TORONTO (miningweekly.com) – Democratic Republic of Congo copper producer Anvil Mining on Friday said 39% shareholder Trafigura wanted to sell its stake, putting to rest earlier speculation that the trading house was planning a takeover.
The move sparked a strategic review of the Toronto-listed company’s options, and CEO Darryll Castle said the process was likely to reach closure by the end of the year.
“I do find it disruptive internally and we are trying to fast track the process, and I definitely want to move into the new year with this behind us,” he said on a conference call.
While Castle declined to say whether Anvil had signed any confidentiality agreements with interested companies, he did reveal that “there are several things going on at the same time”.
The company has appointed BMO Capital to advise it on the strategic review, first announced on August 4.
According to Castle, Trafigura told Anvil that it considered its stake in the company, acquired through a $200-million debt and equity deal in August 2009, as noncore, and wanted to exit it.
He said that a number of companies that were interested in buying the 39% shareholding had approached the Switzerland-based trading house.
“My sense is that they are approached at regular intervals regarding their stake in Anvil. I don’t think that one came along that was better than any other, so I don’t think it [the decision to sell] was precipitated by a single offer,” commented Castle.
“To some extent, yes, it was a surprise to us.

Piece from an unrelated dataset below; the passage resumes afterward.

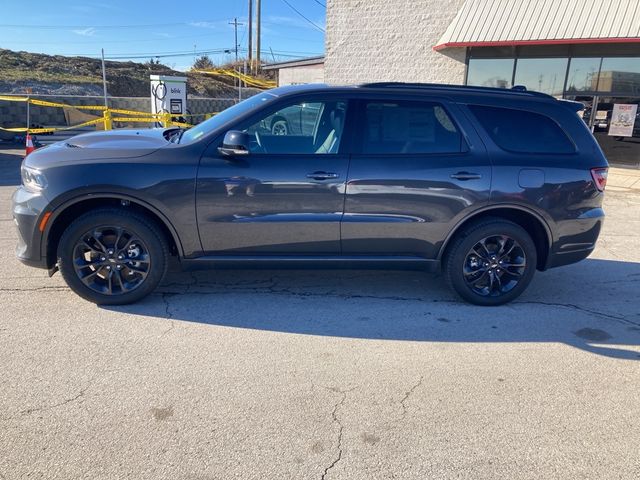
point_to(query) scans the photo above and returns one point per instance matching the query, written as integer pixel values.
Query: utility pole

Though, being rational, there was a view that they were going to sell anyway.”
Last week, an unnamed analyst told Mining Weekly Online that he thought Trafigura was looking to buy all the shares of Anvil.
“At the end of the day, a lot of people think that's a way for them to start building a mining arm,” he said.
Trafigura, based in Switzerland, is the world’s second-biggest independent trader in nonferrous concentrates.
KINSEVERE ON BUDGET
Meanwhile, Castle said that the $400-million Kinsevere Stage 2 expansion, set to produce 60 000 t/y of copper cathode, was on budget, with commissioning set to occur this quarter and full production in the last quarter.
Anvil produced 5 999 t of copper during the three months ended June, generating revenues of $10.4-million, which was nearly one-third lower than the same period last year.
This translated into a less-than-$1-million loss for the quarter, as the company shut down the old heavy media separation plant at Kinsevere to focus on the commissioning of the new solvent extraction electrowinning plant.
Anvil reported a $15-million profit in the second quarter of 2010.
The company’s stock rose 1.6% in Toronto, to trade at $6.15 apiece in the early morning.